The patent-at-issue in the previous reexamination was owned by another company (later acquired by the petitioner) and, in response to an obviousness rejection, the other company had argued that the same cited references did not teach or suggest the blocking group. In the reexam proceedings, the examiner rejected that argument as unpersuasive, ultimately allowing the claims for a different reason. In the -00291 and related IPRs, the patent owner argued that the petitioner now contradicted that prior argument, asserting that this should be grounds for judicial estoppel. However, the Board determined that estoppel did not apply, in part, because the examiner in the reexamination did not adopt the other company’s argument as to what the cited reference discloses.

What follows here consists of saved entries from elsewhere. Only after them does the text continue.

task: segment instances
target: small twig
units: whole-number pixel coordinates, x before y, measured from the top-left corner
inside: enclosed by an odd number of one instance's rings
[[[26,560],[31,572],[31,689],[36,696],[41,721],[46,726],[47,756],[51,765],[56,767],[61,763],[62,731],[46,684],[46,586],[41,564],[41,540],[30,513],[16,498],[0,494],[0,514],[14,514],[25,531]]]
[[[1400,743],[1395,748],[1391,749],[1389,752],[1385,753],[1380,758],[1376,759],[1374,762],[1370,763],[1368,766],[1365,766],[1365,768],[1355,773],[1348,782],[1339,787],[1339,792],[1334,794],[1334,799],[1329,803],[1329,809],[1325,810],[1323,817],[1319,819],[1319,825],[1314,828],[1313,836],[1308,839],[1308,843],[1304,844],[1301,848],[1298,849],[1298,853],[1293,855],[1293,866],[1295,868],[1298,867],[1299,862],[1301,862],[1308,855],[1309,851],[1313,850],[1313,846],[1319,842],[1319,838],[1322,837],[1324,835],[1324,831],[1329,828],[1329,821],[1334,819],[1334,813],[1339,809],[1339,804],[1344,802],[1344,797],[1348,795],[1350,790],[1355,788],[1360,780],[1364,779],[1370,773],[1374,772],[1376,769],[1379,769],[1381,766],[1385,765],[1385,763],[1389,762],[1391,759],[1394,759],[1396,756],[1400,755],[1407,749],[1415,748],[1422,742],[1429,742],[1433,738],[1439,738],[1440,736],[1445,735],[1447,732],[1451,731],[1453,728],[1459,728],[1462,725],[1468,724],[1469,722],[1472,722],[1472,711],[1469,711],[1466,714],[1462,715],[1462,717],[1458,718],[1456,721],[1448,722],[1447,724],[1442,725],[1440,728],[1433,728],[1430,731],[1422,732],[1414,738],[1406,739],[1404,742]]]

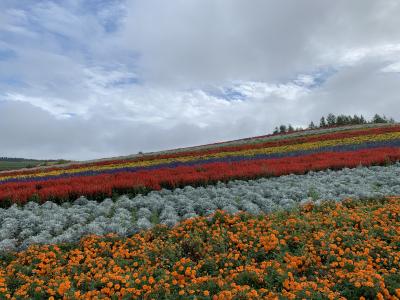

In Speedtrack, Inc. v. Endeca Techs., Inc., 524 Fed. Appx. 651, 659 (Fed. Cir. 2013), the Federal Circuit also refused to invoke judicial estoppel, stating that it was not convinced that the respondent was “successful” enough with its previous arguments for judicial estoppel to attach. It remains important that patent owners and petitioners are aware of the barriers to asserting judicial estoppel in such legal proceedings. This is one of many circumstances under which asserting judicial estoppel may be ineffective.
The -00291 and related IPR proceedings serve as a good reminder to revisit arguments, even failed ones, in the case history and related cases. However, even if a litigant advances a position that is inconsistent with their previously presented position during prosecution or a reexamination, judicial estoppel may not apply—particularly if their previous position was overcome or rejected by the examiner.